Amarins Laanstra-Corn is a current sophomore at Stanford University studying International Relations with a focus on security and history. Her academic interests also include neuroscience, art history, psychology, and business. Previously she has held roles at the U.S. House of Representatives, Freedom House (a human rights and democracy NGO), the Lisbon Council (an EU-based economic think tank), and a cybersecurity and defense startup focusing on business development and growth strategy. Well at Stanford, Amarins additionally served as a research assistant for Professor James Fearon in the Center for International Security and Cooperation. There, she worked with data to understand, analyze, and dissect underlying trends of violence, particularly police brutality in Latin America and violence against women in western Africa.

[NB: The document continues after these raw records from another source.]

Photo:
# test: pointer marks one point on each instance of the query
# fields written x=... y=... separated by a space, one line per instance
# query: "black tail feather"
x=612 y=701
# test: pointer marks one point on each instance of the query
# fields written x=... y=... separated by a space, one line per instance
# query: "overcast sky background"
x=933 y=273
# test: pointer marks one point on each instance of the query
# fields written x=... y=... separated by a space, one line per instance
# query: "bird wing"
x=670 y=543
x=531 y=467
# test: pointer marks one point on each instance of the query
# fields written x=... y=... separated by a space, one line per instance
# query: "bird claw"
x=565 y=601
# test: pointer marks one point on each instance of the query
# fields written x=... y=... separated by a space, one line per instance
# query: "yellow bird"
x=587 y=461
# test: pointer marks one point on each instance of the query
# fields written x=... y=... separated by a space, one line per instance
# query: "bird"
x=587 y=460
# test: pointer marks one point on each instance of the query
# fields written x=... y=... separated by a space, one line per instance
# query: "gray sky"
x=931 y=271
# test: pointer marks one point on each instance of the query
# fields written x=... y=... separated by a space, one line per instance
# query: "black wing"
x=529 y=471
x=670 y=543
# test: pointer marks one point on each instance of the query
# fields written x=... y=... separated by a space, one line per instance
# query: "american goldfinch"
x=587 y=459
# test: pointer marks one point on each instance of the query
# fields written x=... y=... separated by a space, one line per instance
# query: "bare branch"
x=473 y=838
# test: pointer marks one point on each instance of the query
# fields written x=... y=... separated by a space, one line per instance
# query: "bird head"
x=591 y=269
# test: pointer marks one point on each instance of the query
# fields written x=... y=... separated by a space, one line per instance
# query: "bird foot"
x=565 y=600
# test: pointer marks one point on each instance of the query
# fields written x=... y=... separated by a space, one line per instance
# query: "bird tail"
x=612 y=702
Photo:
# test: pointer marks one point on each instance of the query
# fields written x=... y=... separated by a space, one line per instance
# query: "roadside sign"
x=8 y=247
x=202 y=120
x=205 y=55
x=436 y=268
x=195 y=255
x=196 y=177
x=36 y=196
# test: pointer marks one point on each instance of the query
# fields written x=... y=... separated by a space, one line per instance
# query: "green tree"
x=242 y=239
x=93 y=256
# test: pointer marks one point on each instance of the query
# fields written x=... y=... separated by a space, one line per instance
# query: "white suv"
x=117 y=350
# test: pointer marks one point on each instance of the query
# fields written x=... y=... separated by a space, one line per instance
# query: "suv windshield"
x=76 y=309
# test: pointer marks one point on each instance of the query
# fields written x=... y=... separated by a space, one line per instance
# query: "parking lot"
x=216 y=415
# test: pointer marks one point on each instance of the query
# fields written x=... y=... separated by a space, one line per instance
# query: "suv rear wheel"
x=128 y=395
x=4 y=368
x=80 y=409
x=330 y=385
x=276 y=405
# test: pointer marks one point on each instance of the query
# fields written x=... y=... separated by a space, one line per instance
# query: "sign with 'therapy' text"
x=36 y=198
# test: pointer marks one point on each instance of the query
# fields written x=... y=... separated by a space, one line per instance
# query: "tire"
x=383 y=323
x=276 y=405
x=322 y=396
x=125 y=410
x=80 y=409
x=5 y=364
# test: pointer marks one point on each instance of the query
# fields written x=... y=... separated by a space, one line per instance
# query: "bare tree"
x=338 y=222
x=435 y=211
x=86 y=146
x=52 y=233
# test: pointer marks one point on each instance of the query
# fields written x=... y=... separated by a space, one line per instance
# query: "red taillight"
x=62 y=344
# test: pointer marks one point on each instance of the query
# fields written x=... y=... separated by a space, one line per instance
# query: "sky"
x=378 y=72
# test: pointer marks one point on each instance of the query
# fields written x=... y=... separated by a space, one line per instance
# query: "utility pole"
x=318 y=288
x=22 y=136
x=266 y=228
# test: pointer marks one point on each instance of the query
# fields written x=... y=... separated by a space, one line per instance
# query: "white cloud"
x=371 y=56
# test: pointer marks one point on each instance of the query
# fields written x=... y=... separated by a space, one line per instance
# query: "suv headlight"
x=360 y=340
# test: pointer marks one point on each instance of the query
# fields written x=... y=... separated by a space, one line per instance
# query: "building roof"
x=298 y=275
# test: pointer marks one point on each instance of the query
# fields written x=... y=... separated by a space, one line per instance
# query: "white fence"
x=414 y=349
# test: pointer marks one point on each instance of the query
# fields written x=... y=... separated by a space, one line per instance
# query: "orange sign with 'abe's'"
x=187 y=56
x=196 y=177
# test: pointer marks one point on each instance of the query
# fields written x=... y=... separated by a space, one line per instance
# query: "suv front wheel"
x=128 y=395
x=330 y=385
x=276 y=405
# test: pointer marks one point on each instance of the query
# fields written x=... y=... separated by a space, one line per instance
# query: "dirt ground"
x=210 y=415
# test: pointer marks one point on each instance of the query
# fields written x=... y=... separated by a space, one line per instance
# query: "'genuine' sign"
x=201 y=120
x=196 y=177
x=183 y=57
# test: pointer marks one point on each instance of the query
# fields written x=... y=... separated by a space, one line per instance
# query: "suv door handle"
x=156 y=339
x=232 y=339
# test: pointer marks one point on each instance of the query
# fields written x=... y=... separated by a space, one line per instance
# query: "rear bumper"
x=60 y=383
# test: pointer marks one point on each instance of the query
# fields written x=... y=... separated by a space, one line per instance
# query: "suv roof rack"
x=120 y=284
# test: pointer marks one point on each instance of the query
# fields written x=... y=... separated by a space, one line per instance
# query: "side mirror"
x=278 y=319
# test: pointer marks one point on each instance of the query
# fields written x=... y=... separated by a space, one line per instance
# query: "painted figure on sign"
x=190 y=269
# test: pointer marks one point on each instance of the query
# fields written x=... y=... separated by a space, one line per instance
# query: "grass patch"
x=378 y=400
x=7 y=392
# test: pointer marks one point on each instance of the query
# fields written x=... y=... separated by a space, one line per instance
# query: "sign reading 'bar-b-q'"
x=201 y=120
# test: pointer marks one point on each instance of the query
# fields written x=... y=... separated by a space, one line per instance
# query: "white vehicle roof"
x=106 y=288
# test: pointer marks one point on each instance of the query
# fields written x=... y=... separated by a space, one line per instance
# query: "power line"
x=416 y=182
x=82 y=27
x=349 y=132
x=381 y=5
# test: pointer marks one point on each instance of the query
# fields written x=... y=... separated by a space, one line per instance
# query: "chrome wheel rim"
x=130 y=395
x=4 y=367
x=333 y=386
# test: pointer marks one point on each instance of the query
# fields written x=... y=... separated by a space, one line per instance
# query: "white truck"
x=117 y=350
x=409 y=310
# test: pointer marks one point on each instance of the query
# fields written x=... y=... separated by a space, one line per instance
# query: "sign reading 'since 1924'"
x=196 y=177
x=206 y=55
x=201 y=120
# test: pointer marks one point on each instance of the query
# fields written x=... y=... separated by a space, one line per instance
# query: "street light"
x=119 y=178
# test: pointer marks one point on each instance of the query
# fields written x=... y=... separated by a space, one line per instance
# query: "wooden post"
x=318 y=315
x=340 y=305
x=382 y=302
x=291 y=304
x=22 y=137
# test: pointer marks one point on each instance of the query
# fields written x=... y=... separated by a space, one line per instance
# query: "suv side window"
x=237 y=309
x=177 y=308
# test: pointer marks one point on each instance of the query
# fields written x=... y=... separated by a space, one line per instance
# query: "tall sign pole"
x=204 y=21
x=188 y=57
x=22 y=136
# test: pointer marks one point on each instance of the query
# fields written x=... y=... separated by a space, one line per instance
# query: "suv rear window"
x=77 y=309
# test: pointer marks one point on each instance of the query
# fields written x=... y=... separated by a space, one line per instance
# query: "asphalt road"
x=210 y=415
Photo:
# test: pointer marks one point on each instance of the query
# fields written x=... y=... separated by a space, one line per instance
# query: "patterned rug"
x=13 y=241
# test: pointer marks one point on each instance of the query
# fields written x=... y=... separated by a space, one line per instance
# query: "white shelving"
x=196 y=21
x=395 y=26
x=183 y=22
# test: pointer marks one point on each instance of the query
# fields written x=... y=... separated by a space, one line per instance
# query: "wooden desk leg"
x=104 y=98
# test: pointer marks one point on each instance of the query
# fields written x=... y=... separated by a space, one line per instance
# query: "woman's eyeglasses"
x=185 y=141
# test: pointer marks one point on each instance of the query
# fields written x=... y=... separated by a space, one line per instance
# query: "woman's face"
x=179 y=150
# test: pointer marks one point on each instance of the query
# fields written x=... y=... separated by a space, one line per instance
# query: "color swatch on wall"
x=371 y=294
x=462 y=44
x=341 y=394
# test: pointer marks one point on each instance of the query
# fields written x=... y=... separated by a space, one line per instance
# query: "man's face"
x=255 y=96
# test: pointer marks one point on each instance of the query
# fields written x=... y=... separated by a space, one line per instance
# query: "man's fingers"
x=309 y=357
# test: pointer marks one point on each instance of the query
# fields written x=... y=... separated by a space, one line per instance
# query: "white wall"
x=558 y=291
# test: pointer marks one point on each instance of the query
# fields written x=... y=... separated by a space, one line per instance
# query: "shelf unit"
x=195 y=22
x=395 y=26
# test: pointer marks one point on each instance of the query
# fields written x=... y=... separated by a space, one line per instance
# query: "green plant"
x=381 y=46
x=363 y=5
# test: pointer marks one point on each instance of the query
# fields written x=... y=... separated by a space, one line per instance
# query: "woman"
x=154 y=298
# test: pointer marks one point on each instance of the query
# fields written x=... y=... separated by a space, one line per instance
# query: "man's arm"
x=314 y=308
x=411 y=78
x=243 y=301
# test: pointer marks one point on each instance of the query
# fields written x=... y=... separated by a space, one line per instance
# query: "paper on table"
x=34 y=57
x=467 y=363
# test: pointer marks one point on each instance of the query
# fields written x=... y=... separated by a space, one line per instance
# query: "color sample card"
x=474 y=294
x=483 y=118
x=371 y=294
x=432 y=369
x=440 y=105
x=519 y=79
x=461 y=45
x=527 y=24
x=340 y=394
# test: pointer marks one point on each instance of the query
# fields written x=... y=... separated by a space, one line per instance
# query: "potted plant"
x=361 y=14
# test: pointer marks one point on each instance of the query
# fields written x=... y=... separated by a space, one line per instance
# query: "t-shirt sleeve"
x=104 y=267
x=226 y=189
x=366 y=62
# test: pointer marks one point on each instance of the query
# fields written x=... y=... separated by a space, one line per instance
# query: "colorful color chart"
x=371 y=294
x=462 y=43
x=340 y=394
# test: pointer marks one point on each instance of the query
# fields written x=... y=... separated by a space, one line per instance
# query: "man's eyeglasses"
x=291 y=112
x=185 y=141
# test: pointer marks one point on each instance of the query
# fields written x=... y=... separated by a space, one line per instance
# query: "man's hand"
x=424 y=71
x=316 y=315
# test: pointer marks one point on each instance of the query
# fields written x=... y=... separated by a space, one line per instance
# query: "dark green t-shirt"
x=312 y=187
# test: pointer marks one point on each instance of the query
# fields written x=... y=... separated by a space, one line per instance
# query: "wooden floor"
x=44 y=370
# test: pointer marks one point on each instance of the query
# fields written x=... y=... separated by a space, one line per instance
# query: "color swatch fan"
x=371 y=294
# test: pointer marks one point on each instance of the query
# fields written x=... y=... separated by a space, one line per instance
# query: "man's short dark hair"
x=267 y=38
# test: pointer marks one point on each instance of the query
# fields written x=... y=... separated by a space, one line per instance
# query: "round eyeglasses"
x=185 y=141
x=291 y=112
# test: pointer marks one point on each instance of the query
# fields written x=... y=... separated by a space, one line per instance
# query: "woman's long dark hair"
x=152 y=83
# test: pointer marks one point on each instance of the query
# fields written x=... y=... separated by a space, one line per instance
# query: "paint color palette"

Beyond academics, Amarins has long been involved in the arts. Growing up, she studied various mediums of art practice and found herself wandering around museums and galleries for hours while her mother searched for her. She has assisted with curatorial work for local spaces, especially in collections that related to the intersection between activism and art. Recently, she was included in the student advisory group in the search for a new director and bettered practices for Stanford’s Cantor Museum. But most notably, Amarins has worked with Curious Cardinal students in dual art history and practice workshops on topics such as Jean Basquiat and Contemporary African American Art, Repetition and Motifs, and Self Portraits.
Lastly, she loves to laugh and dance around kitchens, long walks on the beach, soccer (Go Chelsea!), autobiographies, reading the NYT, traveling with no specific destination in mind, learning about emergent technologies, advocating for women’s rights, going to basketball games, listening to her friends talk their startups, and filling her home with flowers.